Загородный дом наш был обставлен совсем по-современному и оборудован всеми чудесами нынешнего домоводства, так что житейская сторона не брала времени. Собственно, дом — это была библиотека с кинозалом, экранами, пультами, удобными кабинетами. У него был свой, особый, личный, в котором он мог запираться и быть один, если хотелось.
— Едите вы невкусно и невдохновенно. Я не был ни обжорой, ни особым гурманом, но нельзя ли заказать… — Я заказывал блюдо, прилагая иногда и рецепт приготовления.

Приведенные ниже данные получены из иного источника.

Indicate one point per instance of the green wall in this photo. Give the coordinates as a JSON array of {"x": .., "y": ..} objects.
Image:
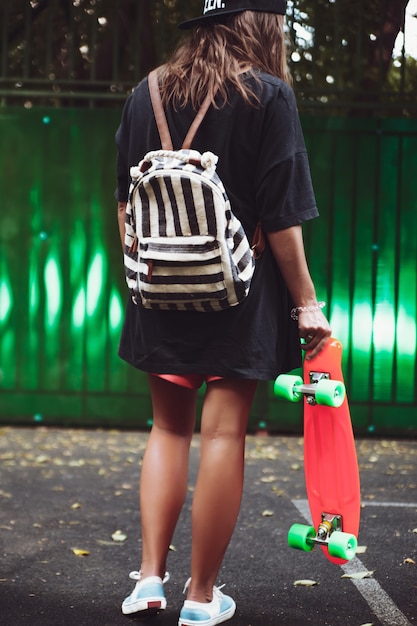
[{"x": 62, "y": 290}]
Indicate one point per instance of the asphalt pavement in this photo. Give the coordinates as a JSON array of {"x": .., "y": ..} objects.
[{"x": 69, "y": 535}]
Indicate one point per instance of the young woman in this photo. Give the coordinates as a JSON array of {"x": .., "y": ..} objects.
[{"x": 236, "y": 53}]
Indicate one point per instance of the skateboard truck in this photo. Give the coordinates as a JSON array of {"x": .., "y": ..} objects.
[
  {"x": 321, "y": 390},
  {"x": 329, "y": 534},
  {"x": 329, "y": 524}
]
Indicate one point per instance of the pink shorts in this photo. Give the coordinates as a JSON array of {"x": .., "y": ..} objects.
[{"x": 191, "y": 381}]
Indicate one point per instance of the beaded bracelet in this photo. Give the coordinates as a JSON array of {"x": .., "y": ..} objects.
[{"x": 301, "y": 309}]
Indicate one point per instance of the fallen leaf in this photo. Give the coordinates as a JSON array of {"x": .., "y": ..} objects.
[
  {"x": 359, "y": 575},
  {"x": 305, "y": 583},
  {"x": 79, "y": 552},
  {"x": 268, "y": 479},
  {"x": 119, "y": 536}
]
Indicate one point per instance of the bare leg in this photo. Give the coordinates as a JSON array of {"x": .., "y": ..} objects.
[
  {"x": 219, "y": 485},
  {"x": 164, "y": 475}
]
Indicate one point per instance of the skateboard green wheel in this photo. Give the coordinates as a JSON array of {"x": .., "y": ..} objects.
[
  {"x": 342, "y": 545},
  {"x": 330, "y": 392},
  {"x": 300, "y": 537},
  {"x": 286, "y": 385}
]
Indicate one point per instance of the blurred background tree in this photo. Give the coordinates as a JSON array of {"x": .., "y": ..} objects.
[{"x": 63, "y": 50}]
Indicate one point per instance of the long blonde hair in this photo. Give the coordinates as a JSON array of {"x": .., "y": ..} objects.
[{"x": 216, "y": 54}]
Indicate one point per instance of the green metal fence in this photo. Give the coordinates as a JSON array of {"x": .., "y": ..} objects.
[{"x": 62, "y": 291}]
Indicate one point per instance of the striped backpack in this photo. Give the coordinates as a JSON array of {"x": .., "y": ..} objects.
[{"x": 184, "y": 248}]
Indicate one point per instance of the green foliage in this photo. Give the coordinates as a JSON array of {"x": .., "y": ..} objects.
[{"x": 73, "y": 52}]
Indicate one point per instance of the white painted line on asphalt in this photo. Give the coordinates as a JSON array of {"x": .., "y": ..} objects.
[{"x": 377, "y": 599}]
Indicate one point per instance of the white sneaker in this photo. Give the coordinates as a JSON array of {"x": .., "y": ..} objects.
[
  {"x": 219, "y": 610},
  {"x": 148, "y": 595}
]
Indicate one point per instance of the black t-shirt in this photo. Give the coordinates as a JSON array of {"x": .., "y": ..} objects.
[{"x": 264, "y": 167}]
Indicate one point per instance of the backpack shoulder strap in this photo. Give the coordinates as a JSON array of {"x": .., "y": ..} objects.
[
  {"x": 161, "y": 120},
  {"x": 158, "y": 109}
]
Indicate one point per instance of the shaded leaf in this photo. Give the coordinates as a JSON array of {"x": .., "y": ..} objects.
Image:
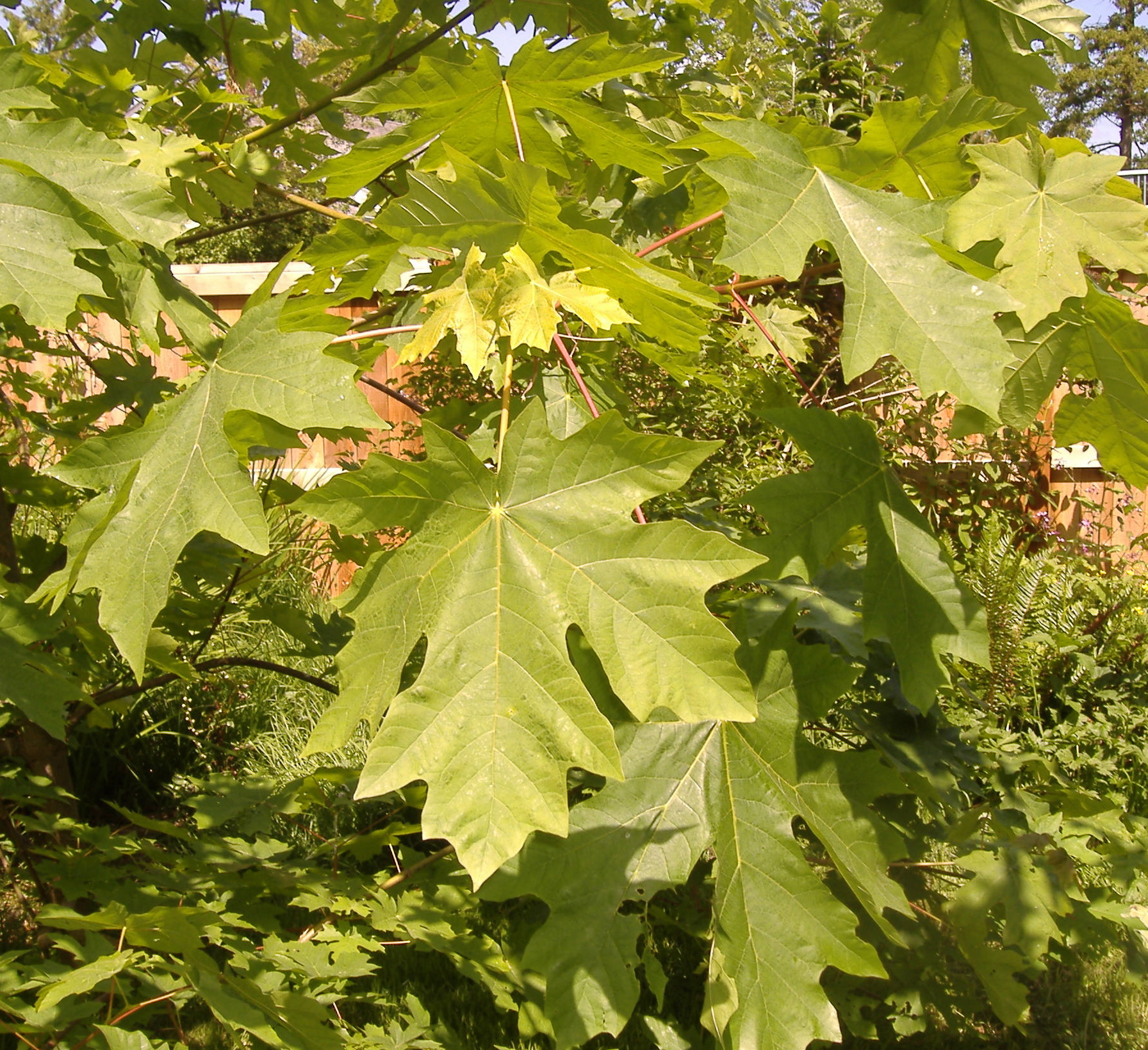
[
  {"x": 736, "y": 787},
  {"x": 910, "y": 597}
]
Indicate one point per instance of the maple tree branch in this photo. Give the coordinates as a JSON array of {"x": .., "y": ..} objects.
[
  {"x": 426, "y": 862},
  {"x": 568, "y": 359},
  {"x": 216, "y": 664},
  {"x": 774, "y": 281},
  {"x": 513, "y": 122},
  {"x": 361, "y": 79},
  {"x": 127, "y": 1013},
  {"x": 741, "y": 302},
  {"x": 678, "y": 233},
  {"x": 391, "y": 391},
  {"x": 373, "y": 333},
  {"x": 304, "y": 203},
  {"x": 504, "y": 413}
]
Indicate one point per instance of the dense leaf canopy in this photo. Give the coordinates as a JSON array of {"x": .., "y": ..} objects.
[{"x": 598, "y": 693}]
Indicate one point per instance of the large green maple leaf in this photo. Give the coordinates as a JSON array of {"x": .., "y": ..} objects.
[
  {"x": 178, "y": 474},
  {"x": 910, "y": 598},
  {"x": 927, "y": 38},
  {"x": 1047, "y": 210},
  {"x": 1113, "y": 348},
  {"x": 95, "y": 171},
  {"x": 496, "y": 213},
  {"x": 498, "y": 567},
  {"x": 915, "y": 145},
  {"x": 736, "y": 789},
  {"x": 900, "y": 297},
  {"x": 468, "y": 107},
  {"x": 65, "y": 188}
]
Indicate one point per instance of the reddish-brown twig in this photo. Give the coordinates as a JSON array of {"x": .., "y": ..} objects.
[{"x": 753, "y": 317}]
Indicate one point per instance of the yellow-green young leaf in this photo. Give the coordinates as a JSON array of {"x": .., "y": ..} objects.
[
  {"x": 900, "y": 297},
  {"x": 736, "y": 789},
  {"x": 1111, "y": 347},
  {"x": 783, "y": 323},
  {"x": 20, "y": 82},
  {"x": 915, "y": 145},
  {"x": 1038, "y": 365},
  {"x": 496, "y": 213},
  {"x": 498, "y": 567},
  {"x": 465, "y": 307},
  {"x": 1047, "y": 211},
  {"x": 910, "y": 599},
  {"x": 94, "y": 171},
  {"x": 178, "y": 474},
  {"x": 1026, "y": 896},
  {"x": 85, "y": 978},
  {"x": 930, "y": 39},
  {"x": 595, "y": 306},
  {"x": 527, "y": 302}
]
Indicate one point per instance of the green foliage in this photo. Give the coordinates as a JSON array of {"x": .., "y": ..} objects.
[
  {"x": 496, "y": 673},
  {"x": 744, "y": 776}
]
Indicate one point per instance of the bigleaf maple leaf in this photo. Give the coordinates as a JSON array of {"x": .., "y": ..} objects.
[
  {"x": 498, "y": 567},
  {"x": 736, "y": 789},
  {"x": 928, "y": 38},
  {"x": 520, "y": 208},
  {"x": 65, "y": 188},
  {"x": 1111, "y": 348},
  {"x": 915, "y": 145},
  {"x": 901, "y": 297},
  {"x": 178, "y": 474},
  {"x": 1047, "y": 210}
]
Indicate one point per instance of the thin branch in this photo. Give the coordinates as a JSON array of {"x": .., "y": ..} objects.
[
  {"x": 513, "y": 122},
  {"x": 361, "y": 79},
  {"x": 391, "y": 391},
  {"x": 223, "y": 609},
  {"x": 774, "y": 281},
  {"x": 373, "y": 333},
  {"x": 407, "y": 873},
  {"x": 231, "y": 227},
  {"x": 216, "y": 664},
  {"x": 504, "y": 413},
  {"x": 15, "y": 886},
  {"x": 680, "y": 233},
  {"x": 773, "y": 342},
  {"x": 568, "y": 358},
  {"x": 127, "y": 1013},
  {"x": 928, "y": 915}
]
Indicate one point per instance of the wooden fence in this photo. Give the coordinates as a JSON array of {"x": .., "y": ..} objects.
[{"x": 1081, "y": 503}]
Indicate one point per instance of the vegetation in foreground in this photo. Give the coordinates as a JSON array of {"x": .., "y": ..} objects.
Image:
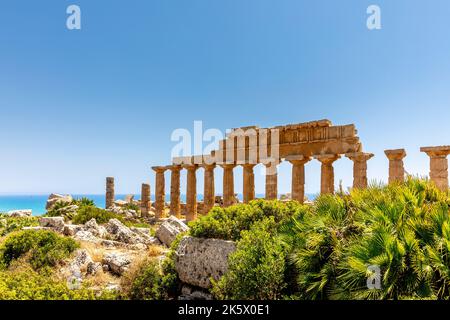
[
  {"x": 324, "y": 251},
  {"x": 285, "y": 250}
]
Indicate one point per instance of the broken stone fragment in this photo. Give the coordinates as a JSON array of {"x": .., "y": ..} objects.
[
  {"x": 20, "y": 213},
  {"x": 57, "y": 198},
  {"x": 197, "y": 260},
  {"x": 117, "y": 263},
  {"x": 54, "y": 223}
]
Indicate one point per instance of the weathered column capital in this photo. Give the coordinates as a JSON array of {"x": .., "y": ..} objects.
[
  {"x": 327, "y": 172},
  {"x": 395, "y": 154},
  {"x": 327, "y": 159},
  {"x": 298, "y": 159},
  {"x": 438, "y": 165},
  {"x": 174, "y": 167},
  {"x": 359, "y": 168},
  {"x": 359, "y": 156},
  {"x": 190, "y": 167},
  {"x": 208, "y": 166},
  {"x": 248, "y": 166},
  {"x": 436, "y": 152},
  {"x": 228, "y": 165},
  {"x": 160, "y": 169}
]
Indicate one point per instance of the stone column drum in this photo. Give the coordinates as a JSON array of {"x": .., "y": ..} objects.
[
  {"x": 175, "y": 207},
  {"x": 359, "y": 168},
  {"x": 160, "y": 200},
  {"x": 438, "y": 165},
  {"x": 109, "y": 192},
  {"x": 327, "y": 172},
  {"x": 228, "y": 184},
  {"x": 298, "y": 177},
  {"x": 209, "y": 190},
  {"x": 248, "y": 185},
  {"x": 271, "y": 180},
  {"x": 191, "y": 192},
  {"x": 396, "y": 167},
  {"x": 145, "y": 200}
]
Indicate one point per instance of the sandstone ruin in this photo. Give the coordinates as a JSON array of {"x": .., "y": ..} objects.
[{"x": 297, "y": 144}]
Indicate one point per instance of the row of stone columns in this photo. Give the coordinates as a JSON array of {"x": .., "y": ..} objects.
[
  {"x": 298, "y": 182},
  {"x": 438, "y": 165},
  {"x": 145, "y": 196}
]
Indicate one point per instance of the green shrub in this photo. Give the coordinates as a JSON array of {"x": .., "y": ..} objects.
[
  {"x": 27, "y": 284},
  {"x": 257, "y": 267},
  {"x": 42, "y": 248},
  {"x": 83, "y": 201},
  {"x": 227, "y": 223},
  {"x": 403, "y": 229},
  {"x": 153, "y": 280},
  {"x": 86, "y": 213},
  {"x": 11, "y": 224},
  {"x": 131, "y": 206},
  {"x": 145, "y": 283}
]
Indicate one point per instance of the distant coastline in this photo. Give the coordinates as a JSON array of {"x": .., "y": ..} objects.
[{"x": 37, "y": 202}]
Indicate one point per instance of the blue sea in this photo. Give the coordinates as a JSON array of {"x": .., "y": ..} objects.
[{"x": 37, "y": 202}]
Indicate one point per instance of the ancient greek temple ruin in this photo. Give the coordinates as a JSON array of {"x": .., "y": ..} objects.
[
  {"x": 249, "y": 146},
  {"x": 297, "y": 144}
]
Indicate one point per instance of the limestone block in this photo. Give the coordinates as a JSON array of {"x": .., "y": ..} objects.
[
  {"x": 54, "y": 223},
  {"x": 169, "y": 229},
  {"x": 197, "y": 260}
]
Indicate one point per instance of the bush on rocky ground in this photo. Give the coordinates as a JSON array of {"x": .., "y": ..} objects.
[
  {"x": 42, "y": 248},
  {"x": 10, "y": 224},
  {"x": 24, "y": 283},
  {"x": 228, "y": 223},
  {"x": 86, "y": 213}
]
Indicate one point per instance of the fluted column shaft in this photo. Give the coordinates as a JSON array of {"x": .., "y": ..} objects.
[
  {"x": 145, "y": 200},
  {"x": 248, "y": 183},
  {"x": 191, "y": 192},
  {"x": 175, "y": 208},
  {"x": 271, "y": 181},
  {"x": 109, "y": 201},
  {"x": 396, "y": 167},
  {"x": 228, "y": 184},
  {"x": 327, "y": 172},
  {"x": 298, "y": 177},
  {"x": 359, "y": 168},
  {"x": 159, "y": 192},
  {"x": 438, "y": 165},
  {"x": 209, "y": 190}
]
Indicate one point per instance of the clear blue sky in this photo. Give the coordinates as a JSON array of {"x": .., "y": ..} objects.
[{"x": 77, "y": 106}]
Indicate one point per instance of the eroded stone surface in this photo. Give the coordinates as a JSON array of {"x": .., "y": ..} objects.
[
  {"x": 169, "y": 229},
  {"x": 54, "y": 223},
  {"x": 197, "y": 260}
]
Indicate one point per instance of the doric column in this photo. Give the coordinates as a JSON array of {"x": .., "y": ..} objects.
[
  {"x": 228, "y": 184},
  {"x": 438, "y": 165},
  {"x": 396, "y": 168},
  {"x": 272, "y": 180},
  {"x": 359, "y": 168},
  {"x": 209, "y": 191},
  {"x": 175, "y": 209},
  {"x": 327, "y": 172},
  {"x": 248, "y": 186},
  {"x": 160, "y": 200},
  {"x": 298, "y": 176},
  {"x": 145, "y": 200},
  {"x": 109, "y": 192},
  {"x": 191, "y": 192}
]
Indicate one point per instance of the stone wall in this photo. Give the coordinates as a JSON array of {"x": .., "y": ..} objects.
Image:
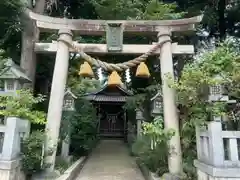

Знай повар, для какого «иностранца» он готовит, на него, быть может, и снизошло бы «вдохновение», но он пускал в ход свою кухонную машинерию, брал строго установленное количество калорийных продуктов, полученных тоже способами индустриальными, угасившими их первозданный аромат и вкус. Александр Сергеевич, отведав, говорил: «Не дышит!»
Бородин, конечно, тревожился, но пациент уверял, что «съедобная сторона жизни» ему — ништо, что к нашей «механической пище» он привыкнет, а наш цветущий вид ему порука, что с голоду не умрет. Зато восхищался вкусом и размером фруктов-гибридов: «Смотришь — антоновка, на языке — груша и цитроны, а виноград жалко подносить ко рту, так красив».
— А что это за цветочек? — спросил о дикой ромашке. Оказывается, в его время полевых ромашек в России не было, я узнал потом, их завезли позднее, кажется, из Америки.
Бородин обещал ему поездку на Кавказ, о котором он скоро затосковал и мечтал: там мы обычным ножом освежуем барашка и на обычных углях приготовим сами шашлык и запивать его будем «нардзаном»! Он не знал только, что и вкус кавказских барашков — не тот, и пенный нарзан — не более, чем «святая водица».
Теперь я постоянно видел его совсем близко. Он быстро утрачивал архаизмы и галлицизмы, придававшие вначале особое очарование его речи. К удивлению, его раздражало обилие слов с корнями латинскими. Противник шишковистов предпочитал словообразования русские, типа «самолет». Ошибаясь, называл паровоз пароходом, как говорили в его дни. К нашей радости, все чаще говорил не «у вас», а «у нас». Первоначальное детское, некритическое восприятие нового сменялось бурей собственных понятий и суждений.